El mismo verano del pajarillo muerto entre las manos, los amigos de mis padres organizaron una fiesta. Después de comer y beber, al chistoso del grupo se le ocurrió organizar una procesión, pero como no tenían santo de palo, o consideraron idolatría utilizar uno de la capilla, a alguien se le ocurrió que el santo podría estar vivo. Quién mejor que un inocente niño. Cogieron una tabla del aula y me subieron a ella sentado en una silla, envuelto en una sábana. A mi alrededor ellos cantaban y reían con velas encendidas en las manos. Me llevaron por el pasillo desde el aula a la capilla. Yo estaba aterrorizado con la idea de caer desde la tabla, que se movía al compás de los borrachos, al suelo. No fue la última vez que alguien me subió a una mesa siendo yo un niño, solían hacerlo mis tíos y primos mayores en sus fiestas familiares para que contara chistes y, luego, en el extremo de la euforia y de las risas del vino me lanzaban al aire.
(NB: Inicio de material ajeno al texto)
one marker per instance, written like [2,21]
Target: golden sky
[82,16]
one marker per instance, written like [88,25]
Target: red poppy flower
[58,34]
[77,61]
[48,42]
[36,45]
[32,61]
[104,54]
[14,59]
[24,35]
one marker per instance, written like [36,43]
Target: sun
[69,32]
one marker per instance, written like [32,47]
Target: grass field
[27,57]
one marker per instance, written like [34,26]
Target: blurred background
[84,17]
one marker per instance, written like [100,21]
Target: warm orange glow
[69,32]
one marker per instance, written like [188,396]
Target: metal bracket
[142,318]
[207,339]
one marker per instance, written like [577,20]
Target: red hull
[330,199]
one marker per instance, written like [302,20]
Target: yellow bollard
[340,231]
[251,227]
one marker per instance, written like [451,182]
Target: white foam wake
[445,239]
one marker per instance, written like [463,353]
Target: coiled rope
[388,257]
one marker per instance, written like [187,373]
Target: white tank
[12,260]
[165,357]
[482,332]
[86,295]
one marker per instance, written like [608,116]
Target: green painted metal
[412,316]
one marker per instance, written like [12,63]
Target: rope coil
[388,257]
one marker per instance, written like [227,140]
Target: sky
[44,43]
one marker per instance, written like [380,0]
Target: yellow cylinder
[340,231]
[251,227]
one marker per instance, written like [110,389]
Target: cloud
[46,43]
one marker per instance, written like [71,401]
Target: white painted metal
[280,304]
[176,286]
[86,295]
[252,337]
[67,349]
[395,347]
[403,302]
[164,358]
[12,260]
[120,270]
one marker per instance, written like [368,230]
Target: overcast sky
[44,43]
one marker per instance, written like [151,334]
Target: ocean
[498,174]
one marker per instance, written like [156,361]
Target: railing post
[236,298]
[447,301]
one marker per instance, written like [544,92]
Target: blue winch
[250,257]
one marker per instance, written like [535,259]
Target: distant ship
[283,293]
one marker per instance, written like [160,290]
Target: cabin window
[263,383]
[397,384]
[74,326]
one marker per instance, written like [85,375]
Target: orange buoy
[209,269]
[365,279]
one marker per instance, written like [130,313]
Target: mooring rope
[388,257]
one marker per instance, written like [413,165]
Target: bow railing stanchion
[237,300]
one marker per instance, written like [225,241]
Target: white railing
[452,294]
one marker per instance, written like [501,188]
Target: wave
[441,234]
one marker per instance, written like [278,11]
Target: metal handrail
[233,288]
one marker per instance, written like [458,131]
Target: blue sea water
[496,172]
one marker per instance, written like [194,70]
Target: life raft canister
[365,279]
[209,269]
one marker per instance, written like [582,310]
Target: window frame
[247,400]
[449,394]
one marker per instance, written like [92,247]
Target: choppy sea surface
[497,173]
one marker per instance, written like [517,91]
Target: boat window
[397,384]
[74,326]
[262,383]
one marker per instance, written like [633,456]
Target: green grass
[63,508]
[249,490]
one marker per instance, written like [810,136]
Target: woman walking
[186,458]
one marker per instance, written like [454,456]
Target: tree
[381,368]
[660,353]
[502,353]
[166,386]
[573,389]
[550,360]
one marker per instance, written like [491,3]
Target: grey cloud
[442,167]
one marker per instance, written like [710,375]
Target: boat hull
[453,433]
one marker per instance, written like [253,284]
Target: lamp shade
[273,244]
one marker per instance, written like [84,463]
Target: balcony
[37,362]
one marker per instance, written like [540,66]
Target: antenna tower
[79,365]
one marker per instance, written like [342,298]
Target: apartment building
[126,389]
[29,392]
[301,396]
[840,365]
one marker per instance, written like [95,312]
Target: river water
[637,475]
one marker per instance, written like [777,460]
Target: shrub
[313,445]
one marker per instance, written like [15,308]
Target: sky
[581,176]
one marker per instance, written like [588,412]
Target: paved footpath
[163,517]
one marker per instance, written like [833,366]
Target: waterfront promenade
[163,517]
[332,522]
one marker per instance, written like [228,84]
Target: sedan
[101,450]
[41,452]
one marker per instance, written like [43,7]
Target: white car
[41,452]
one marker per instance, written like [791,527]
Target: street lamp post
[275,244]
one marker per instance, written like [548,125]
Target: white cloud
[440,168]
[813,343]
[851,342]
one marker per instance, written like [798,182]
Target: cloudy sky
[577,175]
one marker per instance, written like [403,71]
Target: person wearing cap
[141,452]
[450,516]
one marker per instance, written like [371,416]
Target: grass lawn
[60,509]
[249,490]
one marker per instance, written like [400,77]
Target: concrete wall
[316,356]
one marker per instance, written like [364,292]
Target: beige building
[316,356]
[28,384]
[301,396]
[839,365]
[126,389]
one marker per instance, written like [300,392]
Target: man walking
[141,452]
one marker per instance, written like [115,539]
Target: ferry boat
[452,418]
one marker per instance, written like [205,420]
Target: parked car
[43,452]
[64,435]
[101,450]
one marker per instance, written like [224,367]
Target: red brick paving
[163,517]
Temía que antes o después me dejaran caer al suelo.
Antes y después, muchas veces me dejaron caer al suelo. Sin embargo, no ha ocurrido nunca ahora.
Muchas veces fue dejado caer, abandonado por los hombres, por el mundo, jamás por Ella. Aunque, luego, fui viendo que Ella no atendía siempre a los ruegos de su niño mimado. No bastaba con sentarse a esperar sobre la tarima como si uno fuera un santo. Los demás, que solo pretendían reírse un rato, ni siquiera estaban dispuestos a pagar por ello. Era preciso darles lo que esperaban, no cualquier cosa que a mi se me ocurriera. Pero para entregarles aquello que deseaban recibir tenía que volver a la tierra y ser como ellos. Y yo seguía en la tarima, sobre la mesa.